One of the ambulance men said, “O.K.,” and looked at the badge still cupped in Shapiro’s hand and added, “Lieutenant.”
Lord shrugged narrow shoulders and seemed about to say something. But he did not; he merely shrugged his shoulders again, in evident resignation. Then he went up the stairs from the entrance hall, and the men in white went after him, carrying the folded stretcher. Shapiro watched the climb. The flight was rather long. Old town houses have high ceilings. At the top, Lord led them along a hallway toward the rear of the house.
“We may as well sit down, I guess,” Dorian Weigand said, and turned back to the doorway she had come through.
The room into which they followed her was wide; except for the entrance hall, the width of the house. It was also deep. At the far end there were glass doors opening on a terrace, with sunlight falling on it. The light fell also on a small, neat stack of firewood, waiting for autumn and winter fires in the fireplace in the long wall of the living room—no, the drawing room. It would have been called that when the ol
d house was young.
There was a long sofa facing the fireplace, which was small and held a basket, not fire irons. Coal, not wood, had been burned in the fireplace when it heated—partly heated—the big room. Dorian Weigand went to sit on the sofa, and Shapiro sat beside her. Tony Cook leaned against the wall near the door from the hall.
“Probably,” Dorian said, “I’ve just caused everybody a lot of trouble. Just blundered in and made a mess of things. Bill won’t like it.”

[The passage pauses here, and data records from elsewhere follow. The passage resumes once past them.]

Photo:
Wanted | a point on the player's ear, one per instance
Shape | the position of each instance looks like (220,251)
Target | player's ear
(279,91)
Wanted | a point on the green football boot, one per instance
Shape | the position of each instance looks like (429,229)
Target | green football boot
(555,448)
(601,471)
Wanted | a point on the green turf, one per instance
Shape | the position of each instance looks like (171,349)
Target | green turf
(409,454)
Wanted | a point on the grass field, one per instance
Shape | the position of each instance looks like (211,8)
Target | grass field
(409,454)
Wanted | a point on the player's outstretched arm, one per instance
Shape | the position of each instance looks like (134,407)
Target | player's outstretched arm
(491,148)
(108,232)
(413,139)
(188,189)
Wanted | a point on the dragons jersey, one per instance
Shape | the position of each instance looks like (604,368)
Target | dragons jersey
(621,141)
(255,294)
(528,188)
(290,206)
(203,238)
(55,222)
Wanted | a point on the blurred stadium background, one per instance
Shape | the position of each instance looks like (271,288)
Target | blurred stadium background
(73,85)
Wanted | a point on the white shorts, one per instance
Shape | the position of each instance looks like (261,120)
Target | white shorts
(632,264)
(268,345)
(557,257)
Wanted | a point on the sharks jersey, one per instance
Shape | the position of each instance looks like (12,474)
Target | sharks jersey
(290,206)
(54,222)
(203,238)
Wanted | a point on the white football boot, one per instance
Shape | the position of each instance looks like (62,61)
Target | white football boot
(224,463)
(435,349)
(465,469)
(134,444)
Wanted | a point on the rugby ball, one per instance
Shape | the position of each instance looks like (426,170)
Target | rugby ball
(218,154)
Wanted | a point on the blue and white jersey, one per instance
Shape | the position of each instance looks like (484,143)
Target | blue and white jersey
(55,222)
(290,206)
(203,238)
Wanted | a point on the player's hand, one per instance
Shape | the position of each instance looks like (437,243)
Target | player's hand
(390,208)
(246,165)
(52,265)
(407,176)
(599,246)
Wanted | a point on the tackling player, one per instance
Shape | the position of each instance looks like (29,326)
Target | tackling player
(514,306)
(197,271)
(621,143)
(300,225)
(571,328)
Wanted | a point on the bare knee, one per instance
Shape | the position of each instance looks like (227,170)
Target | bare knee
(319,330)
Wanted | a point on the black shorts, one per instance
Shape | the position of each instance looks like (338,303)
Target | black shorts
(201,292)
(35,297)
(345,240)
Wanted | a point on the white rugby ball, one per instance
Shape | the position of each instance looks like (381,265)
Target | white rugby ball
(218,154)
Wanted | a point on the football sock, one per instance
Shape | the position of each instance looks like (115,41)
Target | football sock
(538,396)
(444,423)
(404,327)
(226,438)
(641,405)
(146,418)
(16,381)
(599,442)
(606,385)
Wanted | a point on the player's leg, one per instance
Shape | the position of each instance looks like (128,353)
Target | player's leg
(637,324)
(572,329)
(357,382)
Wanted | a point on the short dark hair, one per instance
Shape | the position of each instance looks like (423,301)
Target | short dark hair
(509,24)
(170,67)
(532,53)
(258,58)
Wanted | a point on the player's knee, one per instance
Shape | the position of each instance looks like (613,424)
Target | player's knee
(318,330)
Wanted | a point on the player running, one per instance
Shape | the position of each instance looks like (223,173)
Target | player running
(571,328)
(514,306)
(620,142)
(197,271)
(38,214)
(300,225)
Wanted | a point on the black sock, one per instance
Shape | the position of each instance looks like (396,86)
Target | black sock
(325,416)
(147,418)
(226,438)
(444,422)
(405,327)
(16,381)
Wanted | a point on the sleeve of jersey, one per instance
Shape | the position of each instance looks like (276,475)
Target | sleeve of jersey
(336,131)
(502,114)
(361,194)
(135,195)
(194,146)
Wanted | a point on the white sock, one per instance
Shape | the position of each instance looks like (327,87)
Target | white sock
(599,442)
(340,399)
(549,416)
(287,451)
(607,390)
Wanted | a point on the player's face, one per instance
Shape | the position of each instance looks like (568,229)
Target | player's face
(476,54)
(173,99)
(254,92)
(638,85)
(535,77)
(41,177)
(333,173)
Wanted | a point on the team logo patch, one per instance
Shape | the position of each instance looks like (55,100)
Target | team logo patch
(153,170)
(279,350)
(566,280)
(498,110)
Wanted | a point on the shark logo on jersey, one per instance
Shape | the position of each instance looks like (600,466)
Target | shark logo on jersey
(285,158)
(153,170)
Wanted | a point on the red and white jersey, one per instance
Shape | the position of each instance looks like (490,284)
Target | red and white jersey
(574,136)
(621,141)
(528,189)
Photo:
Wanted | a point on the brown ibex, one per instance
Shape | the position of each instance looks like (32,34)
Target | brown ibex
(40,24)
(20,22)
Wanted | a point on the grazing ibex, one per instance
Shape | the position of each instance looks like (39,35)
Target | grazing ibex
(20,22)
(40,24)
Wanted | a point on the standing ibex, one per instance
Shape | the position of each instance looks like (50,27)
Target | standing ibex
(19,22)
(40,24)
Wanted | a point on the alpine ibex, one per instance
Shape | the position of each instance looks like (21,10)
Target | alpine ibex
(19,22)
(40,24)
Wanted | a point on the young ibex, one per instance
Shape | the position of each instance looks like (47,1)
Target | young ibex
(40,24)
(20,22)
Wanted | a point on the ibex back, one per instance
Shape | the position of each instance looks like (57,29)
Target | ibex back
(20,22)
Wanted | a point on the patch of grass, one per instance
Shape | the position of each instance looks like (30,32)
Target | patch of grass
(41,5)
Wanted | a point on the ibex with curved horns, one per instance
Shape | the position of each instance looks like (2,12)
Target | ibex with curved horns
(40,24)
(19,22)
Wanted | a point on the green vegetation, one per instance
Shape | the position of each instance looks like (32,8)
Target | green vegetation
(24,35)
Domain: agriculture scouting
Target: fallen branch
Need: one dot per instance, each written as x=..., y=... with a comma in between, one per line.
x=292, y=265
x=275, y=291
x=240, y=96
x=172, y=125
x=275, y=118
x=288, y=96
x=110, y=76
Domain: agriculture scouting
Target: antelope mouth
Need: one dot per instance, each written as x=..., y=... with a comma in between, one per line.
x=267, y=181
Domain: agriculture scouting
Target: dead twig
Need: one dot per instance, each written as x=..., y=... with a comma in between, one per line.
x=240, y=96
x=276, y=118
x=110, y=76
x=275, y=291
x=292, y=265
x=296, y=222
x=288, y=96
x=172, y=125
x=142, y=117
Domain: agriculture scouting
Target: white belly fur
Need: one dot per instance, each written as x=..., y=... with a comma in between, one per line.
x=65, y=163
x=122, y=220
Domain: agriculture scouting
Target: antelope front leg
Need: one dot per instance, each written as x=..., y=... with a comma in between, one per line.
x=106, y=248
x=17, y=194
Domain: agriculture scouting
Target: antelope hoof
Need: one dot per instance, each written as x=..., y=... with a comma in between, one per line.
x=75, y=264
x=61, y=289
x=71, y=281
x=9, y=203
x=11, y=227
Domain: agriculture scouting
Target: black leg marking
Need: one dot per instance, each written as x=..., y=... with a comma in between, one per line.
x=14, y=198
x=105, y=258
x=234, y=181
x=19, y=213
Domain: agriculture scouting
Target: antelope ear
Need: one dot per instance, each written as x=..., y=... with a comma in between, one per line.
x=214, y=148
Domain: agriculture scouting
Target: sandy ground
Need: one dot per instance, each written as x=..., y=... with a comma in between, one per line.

“You had a right to wonder,” Shapiro told her. “People don’t usually pass out for this long. This man Lord doesn’t know what time the party, the surprise birthday party, ended?”
“What he says. He let people in from around ten o’clock on. It was about eleven, he thinks, when Mr. Branson told him he might as well go up to bed. And he did go. The party was just getting started when he went.”
“Where is Lord’s room, did he say?”
“The top floor.”
“That would be the fourth,” Shapiro said. “Went up and went to sleep? The party—in this room, I suppose—didn’t keep him awake?”
She didn’t know. “Most of the time I’ve been here, Mr. Lord has been upstairs, trying to waken his master. At least I suppose that’s what Lord calls him. Although it was ‘Mr. Branson’ to me.”
“Probably,” Shapiro said, and thought again of butlers with stiff wing collars. “Did Lord say what birthday this was of Branson’s?”
Lord had not. In the play, Branson was a man in his early forties, married to a woman barely in her twenties. “But he seemed a little—”
She did not finish, but turned to look toward the door to the hall. Shapiro turned too.
“It’s a DOA, Lieutenant,” the ambulance man said from the doorway. “A couple of hours ago, anyway. Want we should—”
“No,” Shapiro said. “I’m afraid it’s a suspicious death as of now.”
“Could be just his heart,” the ambulance man said. “Or it could be anything, I guess. Not shot or stabbed or anything like that. Just went out peacefully, looks like. One funny thing, he doesn’t really look dead—not the way they do usually. First looked at him, Ned and I thought he was still alive. Only he wasn’t. Like I said, dead a couple of hours, anyway. Pretty much cooled off.”